Hi <!here> , i am researching managed Hadoop offerings. I'm curious, from your experience, what are the culprits of EMR and S3 solutions? This is what I have learned so far.
EMR Pain:
Upgrading Hadoop/Spark/Hive/Presto etc., Requires a new EMR Release, which upgrades often more than what you need. – this can trigger a full migration. Some docker images are supported, but not all of them. EMR bootstrap actions seems like an interesting solution for installing system dependencies
1. Installing system dependencies doesn't always work as expected with bootstrap.
2. Spot - sometimes AWS will kill all your spot instances and cause clusters and jobs to fail (to happen infrequently enough that it is hard to justify paying for on-demand instances, but frequently enough that it causes a significant and draining level of operational toil).
3. Configuring Ranger Authorization requires installing it outside of EMR cluster and creates conflicts with AWS internal record reader Authorization.

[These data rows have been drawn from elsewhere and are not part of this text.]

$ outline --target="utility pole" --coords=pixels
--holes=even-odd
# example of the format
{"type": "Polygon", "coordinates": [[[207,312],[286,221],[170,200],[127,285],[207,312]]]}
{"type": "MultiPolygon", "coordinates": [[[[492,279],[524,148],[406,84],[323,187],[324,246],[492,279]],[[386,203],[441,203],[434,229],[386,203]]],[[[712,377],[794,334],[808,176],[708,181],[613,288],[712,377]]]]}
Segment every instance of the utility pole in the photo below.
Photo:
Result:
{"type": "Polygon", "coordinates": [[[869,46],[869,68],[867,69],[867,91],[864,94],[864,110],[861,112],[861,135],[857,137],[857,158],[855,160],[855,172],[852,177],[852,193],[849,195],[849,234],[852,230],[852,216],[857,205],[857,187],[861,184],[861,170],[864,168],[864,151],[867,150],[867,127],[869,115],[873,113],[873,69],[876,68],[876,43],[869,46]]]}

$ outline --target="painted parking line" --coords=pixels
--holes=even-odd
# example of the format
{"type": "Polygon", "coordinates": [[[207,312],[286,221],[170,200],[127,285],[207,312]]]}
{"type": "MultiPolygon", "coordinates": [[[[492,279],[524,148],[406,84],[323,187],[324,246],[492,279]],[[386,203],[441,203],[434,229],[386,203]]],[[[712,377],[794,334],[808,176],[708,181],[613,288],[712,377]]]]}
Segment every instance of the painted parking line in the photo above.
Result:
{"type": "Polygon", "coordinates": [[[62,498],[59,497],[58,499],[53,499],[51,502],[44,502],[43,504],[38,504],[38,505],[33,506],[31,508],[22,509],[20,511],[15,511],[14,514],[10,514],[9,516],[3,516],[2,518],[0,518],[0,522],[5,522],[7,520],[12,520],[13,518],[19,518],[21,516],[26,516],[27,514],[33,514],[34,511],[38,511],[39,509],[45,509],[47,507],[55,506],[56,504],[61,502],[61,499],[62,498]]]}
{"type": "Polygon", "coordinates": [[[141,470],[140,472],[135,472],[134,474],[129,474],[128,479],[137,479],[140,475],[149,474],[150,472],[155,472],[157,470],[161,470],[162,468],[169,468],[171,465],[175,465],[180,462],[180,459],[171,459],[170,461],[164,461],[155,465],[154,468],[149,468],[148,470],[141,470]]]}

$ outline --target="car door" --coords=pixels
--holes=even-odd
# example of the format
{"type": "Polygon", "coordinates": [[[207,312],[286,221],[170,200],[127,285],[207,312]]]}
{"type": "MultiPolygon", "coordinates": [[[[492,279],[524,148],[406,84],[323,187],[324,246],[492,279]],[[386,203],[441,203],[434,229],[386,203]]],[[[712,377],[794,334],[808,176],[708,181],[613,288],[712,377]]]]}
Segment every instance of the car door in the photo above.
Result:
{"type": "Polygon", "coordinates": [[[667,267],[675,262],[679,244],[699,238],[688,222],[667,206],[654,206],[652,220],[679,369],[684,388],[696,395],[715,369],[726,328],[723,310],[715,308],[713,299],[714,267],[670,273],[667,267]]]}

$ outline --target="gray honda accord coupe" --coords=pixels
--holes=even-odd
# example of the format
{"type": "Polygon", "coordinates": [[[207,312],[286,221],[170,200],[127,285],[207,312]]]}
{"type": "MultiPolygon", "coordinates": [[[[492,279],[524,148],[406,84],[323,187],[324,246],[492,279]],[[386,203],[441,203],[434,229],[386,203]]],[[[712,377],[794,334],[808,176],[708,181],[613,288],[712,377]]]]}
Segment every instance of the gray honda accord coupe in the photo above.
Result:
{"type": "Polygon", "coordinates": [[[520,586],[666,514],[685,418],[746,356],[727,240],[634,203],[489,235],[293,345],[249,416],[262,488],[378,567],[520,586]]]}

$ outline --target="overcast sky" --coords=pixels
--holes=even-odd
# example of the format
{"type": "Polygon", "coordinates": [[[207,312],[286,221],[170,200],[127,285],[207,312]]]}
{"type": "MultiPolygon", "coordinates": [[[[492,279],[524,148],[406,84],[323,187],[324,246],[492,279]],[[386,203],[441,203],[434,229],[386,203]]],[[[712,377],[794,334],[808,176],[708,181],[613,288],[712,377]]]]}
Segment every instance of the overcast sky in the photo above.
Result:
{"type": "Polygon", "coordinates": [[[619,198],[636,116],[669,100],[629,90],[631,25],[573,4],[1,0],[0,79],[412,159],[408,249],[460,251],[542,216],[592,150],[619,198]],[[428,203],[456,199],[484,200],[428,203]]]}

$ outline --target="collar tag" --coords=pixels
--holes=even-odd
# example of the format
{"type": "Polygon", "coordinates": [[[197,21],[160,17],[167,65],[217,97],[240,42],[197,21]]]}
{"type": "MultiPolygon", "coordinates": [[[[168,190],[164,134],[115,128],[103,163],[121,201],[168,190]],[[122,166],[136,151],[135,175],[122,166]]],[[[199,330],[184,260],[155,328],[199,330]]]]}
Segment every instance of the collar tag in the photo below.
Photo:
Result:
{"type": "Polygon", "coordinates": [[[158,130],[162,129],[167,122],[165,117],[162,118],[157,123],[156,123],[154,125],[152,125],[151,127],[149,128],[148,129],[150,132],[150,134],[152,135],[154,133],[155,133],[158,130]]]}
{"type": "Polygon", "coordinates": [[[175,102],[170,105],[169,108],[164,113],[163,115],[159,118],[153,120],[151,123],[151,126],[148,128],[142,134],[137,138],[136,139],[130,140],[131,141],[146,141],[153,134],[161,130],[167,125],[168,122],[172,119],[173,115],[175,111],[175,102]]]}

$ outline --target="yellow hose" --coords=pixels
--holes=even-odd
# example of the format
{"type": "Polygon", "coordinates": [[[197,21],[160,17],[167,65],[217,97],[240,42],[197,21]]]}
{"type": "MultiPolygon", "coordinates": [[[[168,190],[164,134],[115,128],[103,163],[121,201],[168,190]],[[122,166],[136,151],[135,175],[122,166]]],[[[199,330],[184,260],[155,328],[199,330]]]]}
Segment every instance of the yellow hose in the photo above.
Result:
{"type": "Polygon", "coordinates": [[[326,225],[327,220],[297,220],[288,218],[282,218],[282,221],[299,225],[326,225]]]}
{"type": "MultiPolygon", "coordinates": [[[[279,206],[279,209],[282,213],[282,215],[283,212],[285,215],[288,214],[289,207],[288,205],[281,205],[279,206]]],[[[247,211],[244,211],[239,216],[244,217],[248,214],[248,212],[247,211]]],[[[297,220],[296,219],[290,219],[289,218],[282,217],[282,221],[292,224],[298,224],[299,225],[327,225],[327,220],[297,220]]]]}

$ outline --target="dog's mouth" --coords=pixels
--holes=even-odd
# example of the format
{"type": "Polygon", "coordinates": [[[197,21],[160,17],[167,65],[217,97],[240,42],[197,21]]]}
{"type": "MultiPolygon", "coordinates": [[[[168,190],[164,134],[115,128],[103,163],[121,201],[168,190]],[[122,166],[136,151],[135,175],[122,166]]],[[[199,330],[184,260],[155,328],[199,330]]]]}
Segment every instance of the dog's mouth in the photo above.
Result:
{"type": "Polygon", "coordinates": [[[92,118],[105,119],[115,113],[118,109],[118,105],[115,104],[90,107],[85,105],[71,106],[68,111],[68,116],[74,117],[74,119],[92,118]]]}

Conflicting security rules – can be resolved but require more efforts.
S3 Pain:
1. S3 Consistency used to be a pain and was solved with strong read after write which made EMRFS obsolete. File consistency is not a pain anymore, but lack of atomic directories operations is a pain – copying a large set of parquet files (10k) and having multiple readers and writers at the same time can be a challenge when looking at the directories as a whole and not a file by file consistency.
2. AWS will often return HTTP 503 Slow Down errors for request rates that are much, much lower than their advertised limits.
3. You are supposed to code clients with backoffs/retries adequate to absorb arbitrary levels of HTTP 503 Slow Down until they finish scaling (which is entirely unobservable and could be minutes, hours, or days).
4. Many readers to table with 1K parquet files and one update – update is not an atomic action and readers might read the wrong data.
5. Storage optimization – optimize performance - no optimization at a table level.